The exact cause isn’t known but the main symptoms are pain, cramps, diarrhoea, loss of weight and blood in your poo.
It can affect people of all ages and cause issues to the whole of the bowel, including things many patients feel embarrassed to talk about, such as inflammation of the anus.
The main treatment for Crohn’s is anti-inflammatory drugs, anti-diarrhoea medication and stronger medicines called biologics that suppress the immune response.
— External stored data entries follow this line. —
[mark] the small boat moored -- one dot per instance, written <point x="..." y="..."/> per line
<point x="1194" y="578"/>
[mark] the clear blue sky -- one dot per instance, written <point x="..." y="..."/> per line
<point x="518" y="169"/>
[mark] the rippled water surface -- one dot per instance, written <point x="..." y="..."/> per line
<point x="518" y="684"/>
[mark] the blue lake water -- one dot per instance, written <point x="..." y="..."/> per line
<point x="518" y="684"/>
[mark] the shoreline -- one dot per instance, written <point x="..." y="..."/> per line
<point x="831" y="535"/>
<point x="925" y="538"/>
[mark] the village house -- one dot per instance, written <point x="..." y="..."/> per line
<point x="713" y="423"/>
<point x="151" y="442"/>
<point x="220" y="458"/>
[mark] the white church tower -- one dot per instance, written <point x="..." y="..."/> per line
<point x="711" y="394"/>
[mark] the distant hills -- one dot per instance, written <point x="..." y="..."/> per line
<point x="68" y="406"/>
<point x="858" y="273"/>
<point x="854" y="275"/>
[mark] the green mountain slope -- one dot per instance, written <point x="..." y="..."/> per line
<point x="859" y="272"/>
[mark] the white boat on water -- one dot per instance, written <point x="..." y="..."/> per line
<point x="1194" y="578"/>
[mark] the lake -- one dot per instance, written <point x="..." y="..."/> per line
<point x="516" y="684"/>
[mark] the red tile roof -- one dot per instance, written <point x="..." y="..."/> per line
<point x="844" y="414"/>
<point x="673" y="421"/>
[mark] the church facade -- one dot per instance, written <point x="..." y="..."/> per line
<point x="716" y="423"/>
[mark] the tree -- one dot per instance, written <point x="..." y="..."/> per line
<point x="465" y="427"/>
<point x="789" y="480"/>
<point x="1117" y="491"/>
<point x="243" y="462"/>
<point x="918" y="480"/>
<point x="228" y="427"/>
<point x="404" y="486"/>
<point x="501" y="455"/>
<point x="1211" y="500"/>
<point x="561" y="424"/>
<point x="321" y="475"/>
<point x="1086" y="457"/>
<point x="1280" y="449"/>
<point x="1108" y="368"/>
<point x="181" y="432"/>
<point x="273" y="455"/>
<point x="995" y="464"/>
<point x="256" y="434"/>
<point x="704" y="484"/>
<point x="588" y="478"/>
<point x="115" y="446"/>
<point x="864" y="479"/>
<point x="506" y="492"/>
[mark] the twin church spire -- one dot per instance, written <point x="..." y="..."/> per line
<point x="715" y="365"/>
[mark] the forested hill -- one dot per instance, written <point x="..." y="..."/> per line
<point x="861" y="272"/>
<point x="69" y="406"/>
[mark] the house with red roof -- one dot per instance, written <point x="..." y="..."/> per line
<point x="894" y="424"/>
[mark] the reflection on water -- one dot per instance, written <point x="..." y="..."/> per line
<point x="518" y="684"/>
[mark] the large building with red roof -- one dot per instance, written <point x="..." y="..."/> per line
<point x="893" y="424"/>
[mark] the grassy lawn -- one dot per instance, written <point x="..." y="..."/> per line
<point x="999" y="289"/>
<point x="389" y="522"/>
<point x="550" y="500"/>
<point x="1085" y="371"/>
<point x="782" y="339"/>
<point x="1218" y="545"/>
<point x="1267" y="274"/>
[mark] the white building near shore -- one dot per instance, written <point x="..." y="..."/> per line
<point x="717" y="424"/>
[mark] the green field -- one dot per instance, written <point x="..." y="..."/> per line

Anything that could prolong remissions and stop flare-ups would change the life of someone with Crohn’s.
Well, there’s hope in the form of a new monoclonal antibody, risankizumab (RKZ), a biologic that will bring an attack under control and then keep Crohn’s at bay.
And we now know RKZ will both halt an attack when given intravenously and maintain improvement when given as an injection every eight weeks, for up to three years.
It is a brand new, exciting option for patients with Crohn’s who haven’t responded to previous therapy.
Professor Marc Ferrante, from Leuven in Belgium, and Professor Remo Panaccione, from Calgary, Canada, have taken a huge step forward with their research.
What makes it so meaningful is its length – 52-weeks evaluating efficacy and safety of RKZ injected as maintenance therapy in patients with severely active Crohn’s disease who had first responded to 12 weeks of intravenous RKZ treatment.
Critically, this extended study was the first in patients with Crohn’s where endoscopy (internal examination) was used to also track the response to treatment.
So improvements could be reported by the patients, with their toilet visits noted and abdominal pain scored, and their healing tracked by the endoscopy.
RKZ passed the placebo test with flying colours, patients achieving both improvement in symptoms and internal healing.
Furthermore, “deep remission”, including the more stringent endoscopic remission, occurred more often.
Importantly RKZ was effective in patients who’d failed to respond to other advanced therapies.
And a greater proportion of patients had more success and felt better at week 52, emphasising the importance of continuing the maintenance therapy.
In patients with moderately to severely active Crohn’s disease, RKZ maintenance therapy, injected, was safe and well tolerated.
It seems with these glowing results, RKZ could be used in a range of situations, ranging from first-line therapy to treatment of patients who have not responded well to other treatments. It’s a great step forward.